DS: My impression is that the statistical approach to the game is there, and its well-entrenched, and it’s there to stay. I think basketball is right on the edge of that, and then I think football and hockey are headed in that direction. I think football and hockey are really tough actually, there’s so many players. Hockey in some ways, is just like basketball, but there are fewer things to count. But I would just say that baseball, this movement if you can call it a movement, it happened earlier in baseball, and baseball is a little bit more discrete. I think in some ways, it’s easier to get to very useful things in baseball than it has been in basketball.
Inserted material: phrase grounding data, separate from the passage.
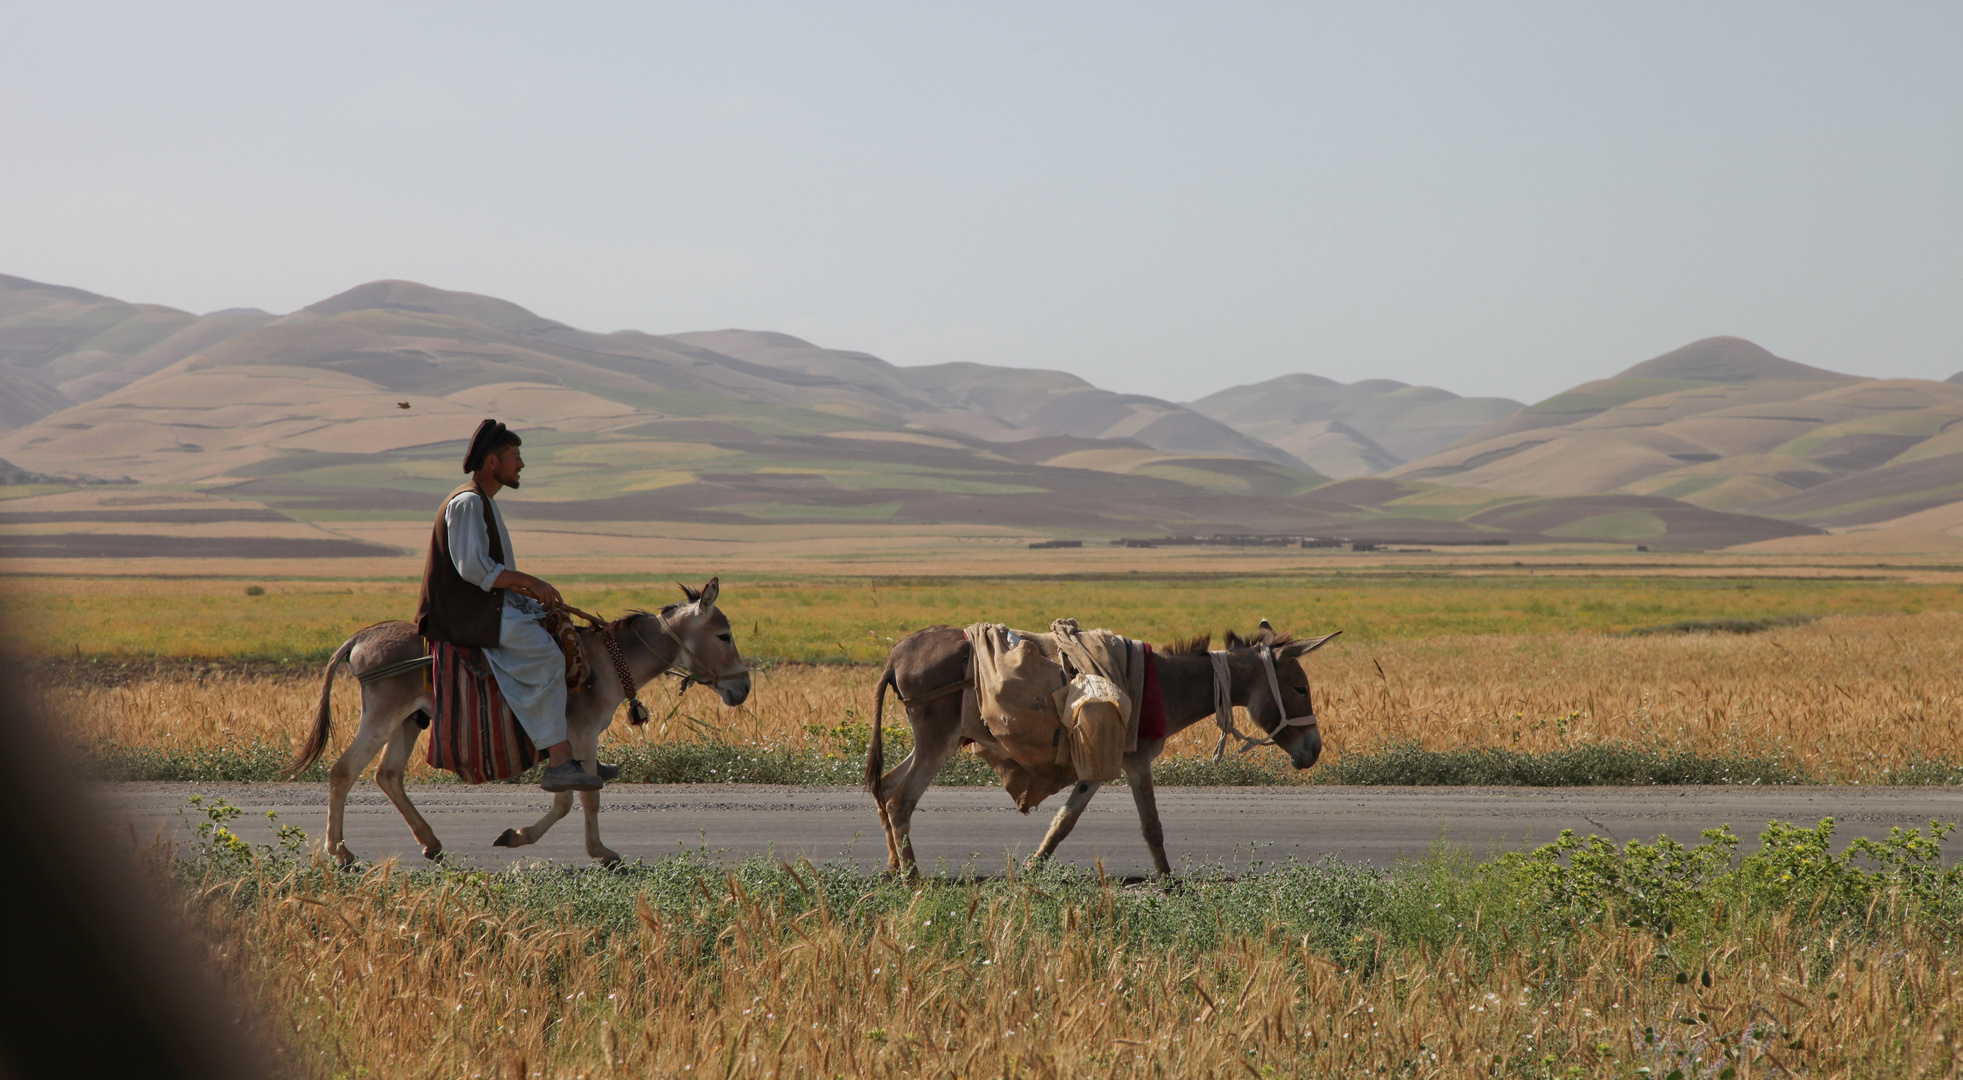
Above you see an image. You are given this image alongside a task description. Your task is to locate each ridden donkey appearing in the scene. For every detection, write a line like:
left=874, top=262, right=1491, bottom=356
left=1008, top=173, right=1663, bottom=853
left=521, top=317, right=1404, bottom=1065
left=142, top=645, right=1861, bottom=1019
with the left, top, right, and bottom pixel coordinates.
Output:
left=865, top=624, right=1336, bottom=877
left=285, top=579, right=750, bottom=866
One thing I like about basketball more than any other sport is the five guys on the court have ostensibly different positions, but each of them can do all the things the others can. In soccer, there’s only one goalie who can use his hands. In hockey, there’s one goalie in front of the goal. In baseball, there’s a pitcher. Different positions mean very different things. In basketball, a point guard can shoot a three, a center can create a turnover, and so can a point guard. I like that, but that's sort of hand in hand with the fluidity of the game. Good offense makes it easier for your defense, and good defense, if you can generate a turnover, makes it easier for your offense. So there's a lot of complicated interactions there.